Friday, 25 May 2012 | by ADOR

There haven’t been that many occasions in this race when we have been able to look forward to the three hourly position reports but the last 12 hours has been an exception. The light air reaching has been a condition where we seem to be able to hold our own against our rivals and our move to the north has paid handsome dividends.

To be fair to Telefonica and Groupama - who look like they will be the biggest losers in the short term - it was a classic case of the fleet turning inside out. The leaders further east could still potentially connect with westerly winds around the Azores High, whilst those further back had little chance to do so and the northerly option was far more open. As things evolved everyone had to turn north and those behind that went first gained the most.

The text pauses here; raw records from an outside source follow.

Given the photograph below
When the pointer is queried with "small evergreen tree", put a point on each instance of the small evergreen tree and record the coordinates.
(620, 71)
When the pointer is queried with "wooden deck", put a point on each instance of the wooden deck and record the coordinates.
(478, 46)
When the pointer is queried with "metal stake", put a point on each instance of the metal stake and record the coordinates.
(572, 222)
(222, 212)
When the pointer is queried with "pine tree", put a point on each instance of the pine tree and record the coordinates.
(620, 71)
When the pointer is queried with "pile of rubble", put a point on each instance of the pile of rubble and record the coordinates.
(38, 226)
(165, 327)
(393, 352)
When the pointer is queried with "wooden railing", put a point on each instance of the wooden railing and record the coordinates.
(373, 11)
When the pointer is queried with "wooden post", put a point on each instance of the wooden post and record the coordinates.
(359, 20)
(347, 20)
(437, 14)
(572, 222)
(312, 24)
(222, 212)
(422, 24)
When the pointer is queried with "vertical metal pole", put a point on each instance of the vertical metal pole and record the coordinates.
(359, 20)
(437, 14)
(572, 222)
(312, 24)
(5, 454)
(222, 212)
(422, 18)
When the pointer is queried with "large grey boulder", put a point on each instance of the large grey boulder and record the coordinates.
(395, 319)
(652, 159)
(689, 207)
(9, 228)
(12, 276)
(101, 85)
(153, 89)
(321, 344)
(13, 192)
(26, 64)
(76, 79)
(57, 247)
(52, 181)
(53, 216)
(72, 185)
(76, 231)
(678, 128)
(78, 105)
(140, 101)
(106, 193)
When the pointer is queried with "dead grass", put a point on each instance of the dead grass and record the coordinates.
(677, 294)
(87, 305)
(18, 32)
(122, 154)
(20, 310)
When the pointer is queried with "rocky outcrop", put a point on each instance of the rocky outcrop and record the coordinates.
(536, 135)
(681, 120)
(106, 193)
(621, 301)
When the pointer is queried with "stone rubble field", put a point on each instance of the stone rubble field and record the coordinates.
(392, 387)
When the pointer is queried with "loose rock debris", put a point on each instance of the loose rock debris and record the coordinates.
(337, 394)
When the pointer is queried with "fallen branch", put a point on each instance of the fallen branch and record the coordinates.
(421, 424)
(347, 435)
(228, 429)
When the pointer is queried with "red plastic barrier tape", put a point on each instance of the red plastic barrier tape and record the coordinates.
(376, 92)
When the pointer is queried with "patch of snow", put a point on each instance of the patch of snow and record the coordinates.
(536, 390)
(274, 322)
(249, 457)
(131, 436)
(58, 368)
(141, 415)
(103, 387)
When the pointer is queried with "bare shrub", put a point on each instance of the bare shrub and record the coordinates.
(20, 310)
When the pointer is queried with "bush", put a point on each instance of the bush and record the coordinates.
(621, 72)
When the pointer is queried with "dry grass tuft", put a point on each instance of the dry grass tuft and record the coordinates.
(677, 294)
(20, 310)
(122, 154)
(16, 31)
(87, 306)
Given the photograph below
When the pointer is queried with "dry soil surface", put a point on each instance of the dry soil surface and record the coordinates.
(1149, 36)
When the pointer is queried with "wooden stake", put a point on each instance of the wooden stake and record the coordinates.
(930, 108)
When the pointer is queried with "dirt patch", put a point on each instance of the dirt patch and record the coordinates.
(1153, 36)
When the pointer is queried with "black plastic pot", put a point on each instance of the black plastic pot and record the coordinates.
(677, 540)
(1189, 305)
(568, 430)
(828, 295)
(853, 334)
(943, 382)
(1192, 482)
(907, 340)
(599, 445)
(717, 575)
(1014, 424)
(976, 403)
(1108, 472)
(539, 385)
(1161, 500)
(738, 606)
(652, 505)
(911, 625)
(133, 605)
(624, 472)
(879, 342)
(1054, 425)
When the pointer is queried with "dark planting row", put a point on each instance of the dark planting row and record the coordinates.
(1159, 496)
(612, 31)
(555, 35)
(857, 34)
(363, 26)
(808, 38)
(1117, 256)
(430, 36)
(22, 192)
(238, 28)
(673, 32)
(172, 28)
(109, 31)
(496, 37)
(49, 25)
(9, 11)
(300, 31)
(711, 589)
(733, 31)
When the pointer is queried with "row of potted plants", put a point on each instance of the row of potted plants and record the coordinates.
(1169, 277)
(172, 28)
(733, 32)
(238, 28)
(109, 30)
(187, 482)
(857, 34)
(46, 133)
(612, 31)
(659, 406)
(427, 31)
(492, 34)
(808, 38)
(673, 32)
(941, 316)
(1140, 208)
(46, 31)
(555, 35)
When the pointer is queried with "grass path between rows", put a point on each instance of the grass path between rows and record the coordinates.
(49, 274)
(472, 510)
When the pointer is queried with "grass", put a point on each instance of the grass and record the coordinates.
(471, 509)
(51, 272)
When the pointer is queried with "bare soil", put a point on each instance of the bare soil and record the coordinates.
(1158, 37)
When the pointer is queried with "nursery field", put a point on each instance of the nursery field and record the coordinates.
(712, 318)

So right now we are in a good race with Camper and Puma for the lead, although as the wind has gone forward of the beam so their performance has increased relative to ours. They are breathing down our necks – one pulling bearing to leeward and one climbing up behind us. The next day will be tough for us upwind but with the Gulf Stream to play and some big shifts approaching positioning could be crucial. Somehow we need to hang in for the next 24 hours when conditions will once again open up and the fast downwind sail towards Lisbon will begin.

Life changes very little onboard Azzam whether we are in first or last. The routines stay the same as does the work rate but I can honestly say it is much more fun being in the lead this morning – long may it last!

date: Friday, 25 May 2012 15:12:30 (Arabian Standard Time, UTC+04:00)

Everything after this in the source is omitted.